The simplest way to reduce your peak demand – and resulting demand charge – is to spread out your power consumption. Residential members should stagger consumption during the daily on-peak period of 4 p.m. to 8 p.m. Non-residential members should do so throughout the day, and overnight if high-wattage equipment runs after typical business hours.
An example for residential members: You plan this evening to cook a roast and run a load of laundry. It might seem convenient to cook the roast while the laundry dries. Assuming your oven and clothes dryer each have a typical wattage of 4 kW and that you have no other devices drawing electricity, your peak demand over the hour in which both appliances are running would be 8 kilowatts (4 kilowatts plus 4 kilowatts). Your peak demand of 8 kW, multiplied by the residential demand rate of $2 per kilowatt, would result in a demand charge of $16. If you were to stagger your use of the oven and dryer, however, and not turn on the oven until the clothes dryer cycle had ended, your peak demand would be just 4 kW and result in a demand charge of only $8.

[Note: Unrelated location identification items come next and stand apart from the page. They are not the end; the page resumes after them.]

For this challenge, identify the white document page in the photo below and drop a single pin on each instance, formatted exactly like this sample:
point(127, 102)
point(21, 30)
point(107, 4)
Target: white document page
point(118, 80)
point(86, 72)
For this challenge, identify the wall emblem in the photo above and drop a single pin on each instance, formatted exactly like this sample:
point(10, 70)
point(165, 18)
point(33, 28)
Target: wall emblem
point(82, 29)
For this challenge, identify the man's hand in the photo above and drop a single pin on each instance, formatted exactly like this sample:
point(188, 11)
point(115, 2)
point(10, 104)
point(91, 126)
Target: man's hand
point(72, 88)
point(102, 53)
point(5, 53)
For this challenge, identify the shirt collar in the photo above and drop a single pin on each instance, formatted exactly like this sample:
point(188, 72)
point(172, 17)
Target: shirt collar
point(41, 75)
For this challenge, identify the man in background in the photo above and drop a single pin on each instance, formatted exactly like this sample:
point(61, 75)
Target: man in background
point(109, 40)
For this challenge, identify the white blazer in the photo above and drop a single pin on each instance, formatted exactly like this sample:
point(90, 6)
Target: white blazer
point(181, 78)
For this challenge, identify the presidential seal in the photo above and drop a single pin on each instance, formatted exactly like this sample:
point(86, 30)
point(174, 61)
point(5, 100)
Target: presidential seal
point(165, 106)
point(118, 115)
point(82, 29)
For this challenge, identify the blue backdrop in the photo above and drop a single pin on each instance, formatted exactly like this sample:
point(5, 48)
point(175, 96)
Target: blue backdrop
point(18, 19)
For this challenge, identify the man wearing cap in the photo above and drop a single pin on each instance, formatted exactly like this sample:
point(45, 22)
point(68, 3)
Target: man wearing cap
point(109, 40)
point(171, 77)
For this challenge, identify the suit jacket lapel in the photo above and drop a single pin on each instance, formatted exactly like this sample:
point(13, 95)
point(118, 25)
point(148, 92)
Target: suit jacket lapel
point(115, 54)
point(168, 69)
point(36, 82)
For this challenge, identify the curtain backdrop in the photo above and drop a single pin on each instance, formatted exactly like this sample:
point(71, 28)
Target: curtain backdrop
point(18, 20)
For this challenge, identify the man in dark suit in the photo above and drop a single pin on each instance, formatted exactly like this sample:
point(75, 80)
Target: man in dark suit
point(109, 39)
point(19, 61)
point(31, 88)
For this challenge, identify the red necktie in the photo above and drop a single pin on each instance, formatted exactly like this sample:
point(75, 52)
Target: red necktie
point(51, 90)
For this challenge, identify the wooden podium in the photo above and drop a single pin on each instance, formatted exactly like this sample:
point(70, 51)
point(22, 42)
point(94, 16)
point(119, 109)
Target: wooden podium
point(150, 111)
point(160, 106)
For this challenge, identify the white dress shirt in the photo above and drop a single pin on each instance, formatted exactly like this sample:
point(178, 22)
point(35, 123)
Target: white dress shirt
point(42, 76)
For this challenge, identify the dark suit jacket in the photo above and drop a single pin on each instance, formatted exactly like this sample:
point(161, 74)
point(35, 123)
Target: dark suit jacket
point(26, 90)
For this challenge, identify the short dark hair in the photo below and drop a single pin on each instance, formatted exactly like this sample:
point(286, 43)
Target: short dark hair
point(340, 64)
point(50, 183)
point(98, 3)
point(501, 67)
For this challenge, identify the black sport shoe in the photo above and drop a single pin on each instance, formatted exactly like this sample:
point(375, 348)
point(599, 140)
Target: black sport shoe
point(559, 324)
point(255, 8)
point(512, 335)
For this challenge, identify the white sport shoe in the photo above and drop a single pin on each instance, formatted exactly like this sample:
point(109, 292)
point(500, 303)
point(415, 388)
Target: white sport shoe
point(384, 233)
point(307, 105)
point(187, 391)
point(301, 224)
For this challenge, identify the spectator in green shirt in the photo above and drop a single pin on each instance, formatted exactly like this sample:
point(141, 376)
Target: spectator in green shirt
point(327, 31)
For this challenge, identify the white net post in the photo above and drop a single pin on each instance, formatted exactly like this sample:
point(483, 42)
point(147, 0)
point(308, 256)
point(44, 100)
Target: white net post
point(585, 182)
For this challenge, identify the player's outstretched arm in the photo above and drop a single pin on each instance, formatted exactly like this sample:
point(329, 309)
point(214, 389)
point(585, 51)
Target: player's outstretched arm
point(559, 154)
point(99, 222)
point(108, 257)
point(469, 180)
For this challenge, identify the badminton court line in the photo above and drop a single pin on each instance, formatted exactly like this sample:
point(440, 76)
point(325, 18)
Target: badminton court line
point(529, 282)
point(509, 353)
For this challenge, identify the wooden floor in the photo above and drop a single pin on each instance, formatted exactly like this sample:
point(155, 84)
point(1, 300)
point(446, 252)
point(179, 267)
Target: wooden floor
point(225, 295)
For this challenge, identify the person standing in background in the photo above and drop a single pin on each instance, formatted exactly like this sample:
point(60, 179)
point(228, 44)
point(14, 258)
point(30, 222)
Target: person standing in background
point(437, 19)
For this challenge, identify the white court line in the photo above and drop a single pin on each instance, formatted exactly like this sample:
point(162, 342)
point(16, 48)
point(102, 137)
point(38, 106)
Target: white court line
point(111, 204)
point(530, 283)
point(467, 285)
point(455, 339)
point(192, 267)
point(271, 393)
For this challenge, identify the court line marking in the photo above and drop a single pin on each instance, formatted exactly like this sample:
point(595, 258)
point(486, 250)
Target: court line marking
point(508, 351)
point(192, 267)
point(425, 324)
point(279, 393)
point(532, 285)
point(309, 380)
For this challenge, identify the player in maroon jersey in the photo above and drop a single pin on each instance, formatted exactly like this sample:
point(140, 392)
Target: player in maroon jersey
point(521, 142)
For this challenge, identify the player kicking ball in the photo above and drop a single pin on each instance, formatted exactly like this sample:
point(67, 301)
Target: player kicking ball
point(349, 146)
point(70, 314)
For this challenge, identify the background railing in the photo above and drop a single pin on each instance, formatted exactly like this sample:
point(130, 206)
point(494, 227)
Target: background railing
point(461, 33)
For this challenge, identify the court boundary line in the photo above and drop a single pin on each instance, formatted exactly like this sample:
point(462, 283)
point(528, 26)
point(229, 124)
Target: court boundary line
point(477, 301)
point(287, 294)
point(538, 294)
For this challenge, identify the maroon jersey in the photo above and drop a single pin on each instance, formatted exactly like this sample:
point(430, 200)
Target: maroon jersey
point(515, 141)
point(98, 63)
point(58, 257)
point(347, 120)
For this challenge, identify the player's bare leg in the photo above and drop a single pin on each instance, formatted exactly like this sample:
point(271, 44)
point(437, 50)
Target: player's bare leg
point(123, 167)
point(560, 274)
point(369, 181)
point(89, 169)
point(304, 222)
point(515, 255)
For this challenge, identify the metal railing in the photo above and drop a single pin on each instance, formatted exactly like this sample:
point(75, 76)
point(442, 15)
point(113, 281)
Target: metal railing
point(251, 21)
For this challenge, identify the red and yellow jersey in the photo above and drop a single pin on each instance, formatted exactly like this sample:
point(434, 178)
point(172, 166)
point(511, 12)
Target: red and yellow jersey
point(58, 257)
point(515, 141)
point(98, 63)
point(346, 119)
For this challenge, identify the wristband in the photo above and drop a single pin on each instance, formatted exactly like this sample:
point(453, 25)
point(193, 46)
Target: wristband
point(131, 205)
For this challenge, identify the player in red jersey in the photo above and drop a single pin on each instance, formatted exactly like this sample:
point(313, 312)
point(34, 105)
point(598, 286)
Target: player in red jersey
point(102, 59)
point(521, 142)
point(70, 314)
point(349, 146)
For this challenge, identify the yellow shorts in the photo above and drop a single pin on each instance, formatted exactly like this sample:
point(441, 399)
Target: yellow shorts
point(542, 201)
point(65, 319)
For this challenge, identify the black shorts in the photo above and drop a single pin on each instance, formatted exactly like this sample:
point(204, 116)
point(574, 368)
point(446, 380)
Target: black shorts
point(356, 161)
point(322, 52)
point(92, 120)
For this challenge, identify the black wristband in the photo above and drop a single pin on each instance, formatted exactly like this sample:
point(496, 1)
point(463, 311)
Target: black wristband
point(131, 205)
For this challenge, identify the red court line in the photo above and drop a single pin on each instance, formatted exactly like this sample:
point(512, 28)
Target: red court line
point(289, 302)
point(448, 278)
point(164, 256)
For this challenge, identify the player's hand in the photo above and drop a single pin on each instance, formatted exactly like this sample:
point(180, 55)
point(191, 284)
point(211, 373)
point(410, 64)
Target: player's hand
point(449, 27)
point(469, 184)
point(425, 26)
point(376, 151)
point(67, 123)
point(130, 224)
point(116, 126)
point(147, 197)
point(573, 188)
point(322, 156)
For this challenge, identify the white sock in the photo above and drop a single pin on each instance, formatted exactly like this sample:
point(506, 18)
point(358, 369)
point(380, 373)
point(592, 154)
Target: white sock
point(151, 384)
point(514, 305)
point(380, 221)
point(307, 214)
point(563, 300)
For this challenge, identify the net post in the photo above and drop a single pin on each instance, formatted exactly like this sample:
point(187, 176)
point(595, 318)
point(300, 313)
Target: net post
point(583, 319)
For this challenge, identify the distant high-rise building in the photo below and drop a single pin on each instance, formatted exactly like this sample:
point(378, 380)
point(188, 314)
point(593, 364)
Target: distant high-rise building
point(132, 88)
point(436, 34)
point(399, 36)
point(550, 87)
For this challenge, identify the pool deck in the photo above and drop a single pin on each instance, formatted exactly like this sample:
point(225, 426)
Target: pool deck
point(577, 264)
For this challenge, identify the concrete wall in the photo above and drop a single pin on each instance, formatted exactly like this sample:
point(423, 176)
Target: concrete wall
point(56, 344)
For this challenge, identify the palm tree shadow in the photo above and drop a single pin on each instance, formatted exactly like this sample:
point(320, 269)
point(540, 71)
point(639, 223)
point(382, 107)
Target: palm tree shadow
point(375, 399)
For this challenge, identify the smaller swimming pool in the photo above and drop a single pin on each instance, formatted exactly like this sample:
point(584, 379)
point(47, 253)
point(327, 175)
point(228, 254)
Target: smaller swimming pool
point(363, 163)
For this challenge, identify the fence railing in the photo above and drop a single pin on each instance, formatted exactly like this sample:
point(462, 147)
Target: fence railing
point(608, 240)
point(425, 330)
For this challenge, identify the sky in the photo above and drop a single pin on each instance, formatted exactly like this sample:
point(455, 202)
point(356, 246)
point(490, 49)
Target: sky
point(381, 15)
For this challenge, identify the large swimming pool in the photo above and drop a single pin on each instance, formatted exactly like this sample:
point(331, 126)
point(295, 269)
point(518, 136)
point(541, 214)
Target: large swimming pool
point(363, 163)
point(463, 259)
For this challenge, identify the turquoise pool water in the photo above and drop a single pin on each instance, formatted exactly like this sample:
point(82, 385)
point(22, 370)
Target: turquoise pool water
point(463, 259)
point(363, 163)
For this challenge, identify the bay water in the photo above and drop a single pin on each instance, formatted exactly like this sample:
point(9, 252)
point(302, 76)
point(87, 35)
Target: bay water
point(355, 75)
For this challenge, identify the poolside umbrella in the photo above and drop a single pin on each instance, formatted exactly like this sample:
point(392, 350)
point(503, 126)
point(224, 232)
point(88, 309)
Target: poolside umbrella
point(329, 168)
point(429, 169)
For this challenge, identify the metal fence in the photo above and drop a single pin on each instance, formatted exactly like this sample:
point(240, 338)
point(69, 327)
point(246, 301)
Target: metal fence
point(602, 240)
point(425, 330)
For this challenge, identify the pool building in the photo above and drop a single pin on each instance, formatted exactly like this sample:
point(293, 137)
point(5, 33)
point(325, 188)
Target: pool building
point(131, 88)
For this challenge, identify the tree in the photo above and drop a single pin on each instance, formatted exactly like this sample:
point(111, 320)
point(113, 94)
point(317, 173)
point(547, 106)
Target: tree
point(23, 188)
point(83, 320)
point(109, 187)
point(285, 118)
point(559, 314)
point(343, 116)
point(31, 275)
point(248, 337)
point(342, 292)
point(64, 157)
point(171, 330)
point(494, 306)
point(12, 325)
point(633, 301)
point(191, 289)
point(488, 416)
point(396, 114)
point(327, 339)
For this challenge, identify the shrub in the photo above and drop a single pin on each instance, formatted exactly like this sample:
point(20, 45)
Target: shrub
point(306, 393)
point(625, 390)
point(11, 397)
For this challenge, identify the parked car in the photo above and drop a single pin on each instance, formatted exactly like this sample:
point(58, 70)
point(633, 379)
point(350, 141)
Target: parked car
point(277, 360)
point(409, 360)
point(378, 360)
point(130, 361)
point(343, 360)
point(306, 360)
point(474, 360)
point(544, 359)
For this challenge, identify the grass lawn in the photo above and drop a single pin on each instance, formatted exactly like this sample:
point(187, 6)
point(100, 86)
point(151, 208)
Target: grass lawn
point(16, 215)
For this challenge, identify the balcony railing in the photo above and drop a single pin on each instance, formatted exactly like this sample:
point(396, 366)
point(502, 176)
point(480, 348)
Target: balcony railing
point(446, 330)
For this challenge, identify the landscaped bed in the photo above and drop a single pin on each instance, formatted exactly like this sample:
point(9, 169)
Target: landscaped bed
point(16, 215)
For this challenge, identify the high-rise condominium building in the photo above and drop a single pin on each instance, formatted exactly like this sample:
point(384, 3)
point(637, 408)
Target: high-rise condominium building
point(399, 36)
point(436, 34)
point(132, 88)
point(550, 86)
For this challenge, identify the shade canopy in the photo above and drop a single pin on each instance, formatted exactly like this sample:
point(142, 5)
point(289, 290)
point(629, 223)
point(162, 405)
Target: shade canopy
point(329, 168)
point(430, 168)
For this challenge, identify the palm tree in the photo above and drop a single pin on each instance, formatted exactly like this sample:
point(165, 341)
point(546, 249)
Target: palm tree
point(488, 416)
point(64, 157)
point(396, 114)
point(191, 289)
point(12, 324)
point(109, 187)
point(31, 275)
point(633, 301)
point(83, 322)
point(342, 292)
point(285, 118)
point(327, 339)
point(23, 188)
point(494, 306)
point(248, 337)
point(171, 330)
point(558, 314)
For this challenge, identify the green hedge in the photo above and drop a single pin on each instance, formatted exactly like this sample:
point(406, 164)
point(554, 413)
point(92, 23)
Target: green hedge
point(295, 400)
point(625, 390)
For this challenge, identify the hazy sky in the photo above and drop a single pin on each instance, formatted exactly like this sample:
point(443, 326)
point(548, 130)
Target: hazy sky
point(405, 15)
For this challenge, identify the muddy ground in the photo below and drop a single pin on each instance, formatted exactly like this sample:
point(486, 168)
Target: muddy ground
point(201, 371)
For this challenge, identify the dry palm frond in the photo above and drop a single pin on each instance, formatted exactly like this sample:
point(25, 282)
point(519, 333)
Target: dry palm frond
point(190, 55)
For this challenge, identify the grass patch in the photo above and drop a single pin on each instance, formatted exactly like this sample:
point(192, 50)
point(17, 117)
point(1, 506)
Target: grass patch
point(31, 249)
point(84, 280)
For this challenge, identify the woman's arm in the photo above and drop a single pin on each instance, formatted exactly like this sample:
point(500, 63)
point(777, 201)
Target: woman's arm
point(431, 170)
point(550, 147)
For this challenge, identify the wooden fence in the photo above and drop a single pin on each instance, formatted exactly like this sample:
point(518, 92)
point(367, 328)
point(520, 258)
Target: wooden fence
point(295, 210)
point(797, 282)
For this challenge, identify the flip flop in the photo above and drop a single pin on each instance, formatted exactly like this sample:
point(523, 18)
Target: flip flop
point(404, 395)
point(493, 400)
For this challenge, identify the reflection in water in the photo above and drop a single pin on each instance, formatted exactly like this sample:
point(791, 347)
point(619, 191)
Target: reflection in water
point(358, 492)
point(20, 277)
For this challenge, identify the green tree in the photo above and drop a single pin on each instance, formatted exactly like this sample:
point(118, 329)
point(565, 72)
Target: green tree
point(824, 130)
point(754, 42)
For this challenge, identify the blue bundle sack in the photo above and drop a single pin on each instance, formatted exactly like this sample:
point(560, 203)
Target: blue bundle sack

An example for non-residential members: You have multiple rooftop units that each cool an area of your building. Consider cooling one area at a time, using only one roof-top unit at a time. By staggering the use of the rooftop units, the peak demand will be less than if you had all the rooftop units on at the same time.
Reminder: Peak demand occurs only once per month for both residential and non-residential members. If your peak demand within a billing cycle is 8 kW, your demand charge will be based on that single 60-minute period – or 15-minute period, for non-residential members – even if your demand reaches 7 kW every other day within that same billing cycle.